Je dis à Javotte :

— Il s’impatiente. Il comptait peut-être se promener avec vous. Olive a dû lui dire que vous étiez là.

Elle me répond :

— Ne nous occupons pas de lui, je vous prie. Si cette façon singulière de monter la faction devant votre porte signifie ce que vous dites, je m’étonne qu’il n’en ait pas compris l’inconvenance. Nous n’allons pas paraître le remarquer. Est-ce que je dépends de ce monsieur, par hasard ?

Elle ajoute avec une expression de regret :

— Mais vous voyez, c’est comme une conjuration : tout le monde me chasse de chez vous, aujourd’hui.

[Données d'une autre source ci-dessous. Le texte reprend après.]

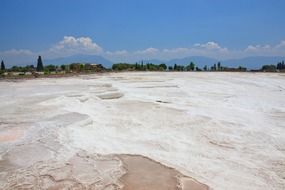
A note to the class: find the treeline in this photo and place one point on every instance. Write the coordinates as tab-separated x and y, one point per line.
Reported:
163	67
89	68
139	67
42	69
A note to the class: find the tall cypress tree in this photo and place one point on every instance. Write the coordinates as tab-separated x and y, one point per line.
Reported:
2	66
40	66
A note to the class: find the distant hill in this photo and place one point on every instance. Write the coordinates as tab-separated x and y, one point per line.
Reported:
80	59
252	62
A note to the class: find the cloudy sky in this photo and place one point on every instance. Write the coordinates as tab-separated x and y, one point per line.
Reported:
128	30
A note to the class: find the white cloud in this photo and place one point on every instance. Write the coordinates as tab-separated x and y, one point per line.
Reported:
148	51
15	52
71	45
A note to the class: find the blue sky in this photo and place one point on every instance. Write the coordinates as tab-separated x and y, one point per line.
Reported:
133	29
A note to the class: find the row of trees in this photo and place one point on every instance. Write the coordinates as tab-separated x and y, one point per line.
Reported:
80	67
40	68
139	67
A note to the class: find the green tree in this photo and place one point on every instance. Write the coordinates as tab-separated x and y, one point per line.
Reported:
192	66
40	66
219	66
2	66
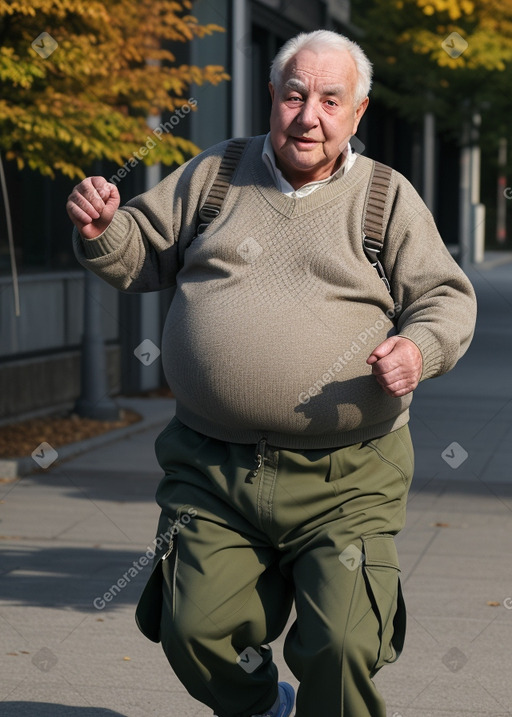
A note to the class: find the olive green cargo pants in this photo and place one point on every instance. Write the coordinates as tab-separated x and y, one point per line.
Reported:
239	545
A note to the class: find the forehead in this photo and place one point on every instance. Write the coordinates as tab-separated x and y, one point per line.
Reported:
322	67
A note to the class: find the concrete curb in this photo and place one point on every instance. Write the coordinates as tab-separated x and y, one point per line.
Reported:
154	411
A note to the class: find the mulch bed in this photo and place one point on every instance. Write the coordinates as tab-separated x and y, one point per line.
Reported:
21	438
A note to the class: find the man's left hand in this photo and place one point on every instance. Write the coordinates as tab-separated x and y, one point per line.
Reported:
397	365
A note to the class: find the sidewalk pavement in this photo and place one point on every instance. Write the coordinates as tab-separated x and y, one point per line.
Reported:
68	533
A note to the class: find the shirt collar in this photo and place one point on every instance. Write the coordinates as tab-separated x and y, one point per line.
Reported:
269	159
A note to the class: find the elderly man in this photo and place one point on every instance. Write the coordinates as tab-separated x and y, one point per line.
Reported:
289	460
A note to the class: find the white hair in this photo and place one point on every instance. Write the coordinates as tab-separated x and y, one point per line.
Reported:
320	40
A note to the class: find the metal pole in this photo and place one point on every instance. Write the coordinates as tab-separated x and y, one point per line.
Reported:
429	139
240	57
465	200
94	401
501	218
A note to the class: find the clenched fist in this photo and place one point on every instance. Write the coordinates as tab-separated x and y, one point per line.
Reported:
397	365
91	206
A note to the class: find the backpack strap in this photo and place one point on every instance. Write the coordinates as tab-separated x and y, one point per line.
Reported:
213	202
374	228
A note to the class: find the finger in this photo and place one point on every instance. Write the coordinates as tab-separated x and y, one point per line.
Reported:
382	350
397	386
82	202
77	215
103	187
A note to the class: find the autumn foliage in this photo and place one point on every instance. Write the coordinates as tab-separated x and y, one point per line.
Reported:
450	57
110	66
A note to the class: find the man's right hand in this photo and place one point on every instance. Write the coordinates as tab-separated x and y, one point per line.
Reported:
91	206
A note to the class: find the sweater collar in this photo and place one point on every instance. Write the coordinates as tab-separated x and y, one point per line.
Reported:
269	158
331	190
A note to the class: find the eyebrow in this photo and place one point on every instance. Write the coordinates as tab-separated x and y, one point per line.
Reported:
295	84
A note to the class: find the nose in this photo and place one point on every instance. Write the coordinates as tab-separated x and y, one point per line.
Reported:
307	116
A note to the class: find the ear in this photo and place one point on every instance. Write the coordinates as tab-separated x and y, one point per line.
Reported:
359	113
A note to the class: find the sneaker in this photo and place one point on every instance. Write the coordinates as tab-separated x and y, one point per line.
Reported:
286	701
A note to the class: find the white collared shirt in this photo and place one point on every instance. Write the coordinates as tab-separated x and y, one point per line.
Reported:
269	159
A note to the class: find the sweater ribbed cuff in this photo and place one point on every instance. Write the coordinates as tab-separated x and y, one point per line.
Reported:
110	240
431	349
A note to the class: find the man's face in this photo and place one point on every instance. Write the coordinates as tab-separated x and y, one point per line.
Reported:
313	114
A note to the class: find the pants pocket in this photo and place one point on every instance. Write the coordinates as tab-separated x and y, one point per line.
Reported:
381	573
148	613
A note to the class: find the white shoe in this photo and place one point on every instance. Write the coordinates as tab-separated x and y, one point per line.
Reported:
285	704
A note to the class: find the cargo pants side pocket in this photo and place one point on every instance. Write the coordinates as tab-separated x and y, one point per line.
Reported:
381	574
148	613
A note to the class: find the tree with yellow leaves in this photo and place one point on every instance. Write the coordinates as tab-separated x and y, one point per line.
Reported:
80	78
449	57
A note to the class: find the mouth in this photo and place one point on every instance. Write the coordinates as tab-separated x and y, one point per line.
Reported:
305	140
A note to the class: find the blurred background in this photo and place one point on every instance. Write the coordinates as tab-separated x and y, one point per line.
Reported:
83	91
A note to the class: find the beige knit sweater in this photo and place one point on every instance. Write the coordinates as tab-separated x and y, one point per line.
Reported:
276	307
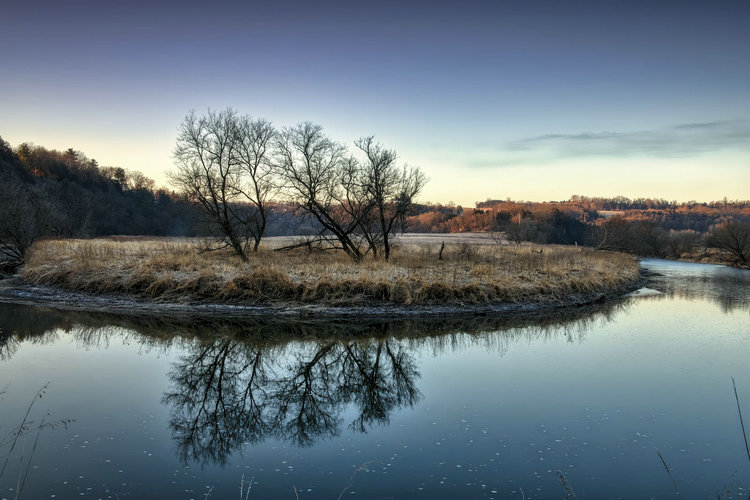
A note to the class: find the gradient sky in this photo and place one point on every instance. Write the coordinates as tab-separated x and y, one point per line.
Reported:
525	99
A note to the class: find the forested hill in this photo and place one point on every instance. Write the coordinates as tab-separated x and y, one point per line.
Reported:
72	195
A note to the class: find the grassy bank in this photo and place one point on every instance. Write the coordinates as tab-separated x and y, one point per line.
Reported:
173	271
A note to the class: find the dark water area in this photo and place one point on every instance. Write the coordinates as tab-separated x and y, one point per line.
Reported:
466	407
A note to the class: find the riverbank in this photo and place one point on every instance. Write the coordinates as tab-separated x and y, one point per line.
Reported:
171	276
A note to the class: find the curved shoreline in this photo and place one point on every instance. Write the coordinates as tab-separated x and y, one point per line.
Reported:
15	290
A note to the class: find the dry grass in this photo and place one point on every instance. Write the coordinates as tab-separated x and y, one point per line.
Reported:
173	270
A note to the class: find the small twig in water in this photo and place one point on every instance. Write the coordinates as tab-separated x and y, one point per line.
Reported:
668	472
742	423
351	478
569	493
242	487
23	425
28	464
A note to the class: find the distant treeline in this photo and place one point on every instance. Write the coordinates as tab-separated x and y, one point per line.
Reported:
646	227
48	193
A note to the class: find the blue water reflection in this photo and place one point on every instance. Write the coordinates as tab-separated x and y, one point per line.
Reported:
467	407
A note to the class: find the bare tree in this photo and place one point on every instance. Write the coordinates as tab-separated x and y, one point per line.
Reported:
322	180
732	237
26	214
255	141
222	166
392	191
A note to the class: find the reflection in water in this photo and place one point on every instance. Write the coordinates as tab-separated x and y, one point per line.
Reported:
244	382
226	392
725	286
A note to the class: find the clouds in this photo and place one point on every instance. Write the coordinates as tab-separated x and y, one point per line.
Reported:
688	139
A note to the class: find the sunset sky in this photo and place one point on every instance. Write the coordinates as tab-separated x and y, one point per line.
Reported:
525	100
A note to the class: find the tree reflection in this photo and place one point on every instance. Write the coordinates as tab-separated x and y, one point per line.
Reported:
226	392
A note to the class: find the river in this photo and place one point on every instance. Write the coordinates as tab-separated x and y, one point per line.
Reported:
584	401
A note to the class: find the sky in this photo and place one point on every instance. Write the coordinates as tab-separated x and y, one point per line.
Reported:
528	100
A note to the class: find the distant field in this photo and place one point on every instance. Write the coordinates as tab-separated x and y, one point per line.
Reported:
474	269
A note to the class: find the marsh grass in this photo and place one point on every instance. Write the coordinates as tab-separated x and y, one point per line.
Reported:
175	271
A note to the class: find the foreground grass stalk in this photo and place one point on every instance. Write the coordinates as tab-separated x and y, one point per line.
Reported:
669	472
742	422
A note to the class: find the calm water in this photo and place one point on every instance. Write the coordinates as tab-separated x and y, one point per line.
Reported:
479	408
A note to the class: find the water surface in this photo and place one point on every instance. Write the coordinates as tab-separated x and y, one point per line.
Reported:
471	408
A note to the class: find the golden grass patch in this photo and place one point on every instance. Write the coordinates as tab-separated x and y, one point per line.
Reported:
175	270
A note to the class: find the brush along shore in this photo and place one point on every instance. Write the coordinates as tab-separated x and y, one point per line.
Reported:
469	274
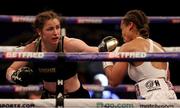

— Oh ! ma petite Javotte, proteste ma mère, que dites-vous là ? Vous savez très bien que je suis heureuse de vous voir ici. Vous ne croyez pas cela, je pense. Mais moi-même, est-ce qu’il ne faut pas que je me prive de parler souvent quand je vois qu’André s’anime ?… Je suis toute la journée comme un crampon. Quand il a trop lu ou bien s’il écrit une lettre un peu longue, j’interviens… C’est un rôle bien ingrat, allez…

Le pas de Paul dans le couloir n’a pas cessé. Alors, ma mère se décide à ouvrir la porte.

— Entrez, Paul. Que faites-vous là ?

Il entre. Il a cette raideur et cette pâleur que lui donnent l’inquiétude et la jalousie. Il s’incline devant Javotte.